Oops! That was the US Air force 13 years ago, bombing a couple hundred kilometers southwest of Xinjiang, in a bordering country ( https://en.m.wikipedia.org/wiki/Wech_Baghtu_wedding_party_ai... ).

It's illustrative how Americans get up in arms about how the Chinese dealing with Muslim terrorists in their own country deal with human rights, while they have flown across the world to perform massacres in the country on Xinjiang's western border.

7 comments

> It's illustrative how Americans get up in arms about how the Chinese dealing with Muslim terrorists in their own country deal with human rights, while they have flown across the world to perform massacres in the country on Xinjiang's western border.

The United States has a long, violent history that continues into the present day. I don't think anyone here is arguing that. It doesn't make the PRC's actions better, nor does it mean that we shouldn't condemn abuses of human rights where we see them.

Don fall for the "terrorism" deception, it's about the geopolitical importance of xinjiang: https://youtu.be/ZxvYcByv2M8
You'd be better off not pushing a video of unsourced commentary over clips from Mulan and Captain America.
You'd be better off not shilling for the ccp by attacking the validity of the video with petty remarks instead of specifying what exactly you are missing sources for. Most of the content was from well known research and is visible directly in the video itself.
I'd suggest you look at how documentaries like "What the Bleep Do We Know" and "The Principle" are created out of editing together unrelated emotionally impactful set pieces and out of context statements from authorities and otherwise valid sources.

This video is using all the same editing techniques as you would to push geocentricism and make it look like Michio Kaku is onboard with it.

That's why they include crap like a The Winter Soldier from Marvel being interrogated and random clips from Mulan, while giving quotes that can't use an entire sentence of before being forced to use a jump cut.

>I'd suggest you look at how documentaries like "What the Bleep Do We Know" and "The Principle" are created out of editing together unrelated emotionally impactful set pieces and out of context statements from authorities and otherwise valid sources.

That's a false equivalency and doesn't apply to this very well researched and excellently presented mini documentary.

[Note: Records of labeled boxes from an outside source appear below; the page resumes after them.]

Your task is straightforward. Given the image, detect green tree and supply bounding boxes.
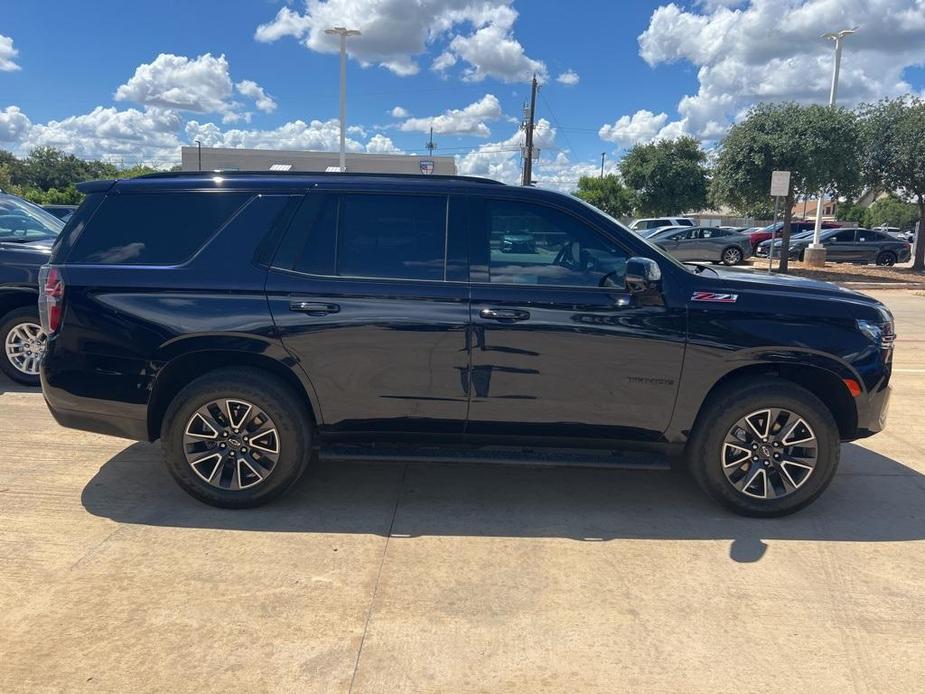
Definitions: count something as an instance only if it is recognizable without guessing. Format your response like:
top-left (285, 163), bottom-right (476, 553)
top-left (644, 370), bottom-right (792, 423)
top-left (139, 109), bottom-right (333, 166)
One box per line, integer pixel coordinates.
top-left (712, 104), bottom-right (861, 272)
top-left (860, 97), bottom-right (925, 272)
top-left (620, 137), bottom-right (707, 216)
top-left (865, 195), bottom-right (919, 229)
top-left (575, 174), bottom-right (633, 217)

If that were the case it wouldn't have received over 62000 likes and over 1 million views, so don't insult people's intelligence with your pseudo intellectual 'critique' by making hand wavy allegations without pointing out anything specific to which it actually applies in the content.

>This video is using all the same editing techniques as you would to push geocentricism and make it look like Michio Kaku is onboard with it. That's why they include crap like a The Winter Soldier from Marvel being interrogated and random clips from Mulan, while giving quotes that can't use an entire sentence of before being forced to use a jump cut.

Wow you don't like the editing, could you be more shallow and desperate in your defence of the ccp's genocide? The video is excellent in its approach to deliver an important topic in an entertaining and engaging manner, that's why it has successfully reached a greater audience. Your 'criticism' is a joke.

Some of us here aren't American and don't see America as the sort of inspirational bastion of freedom that seems to be internally reinforced by your media.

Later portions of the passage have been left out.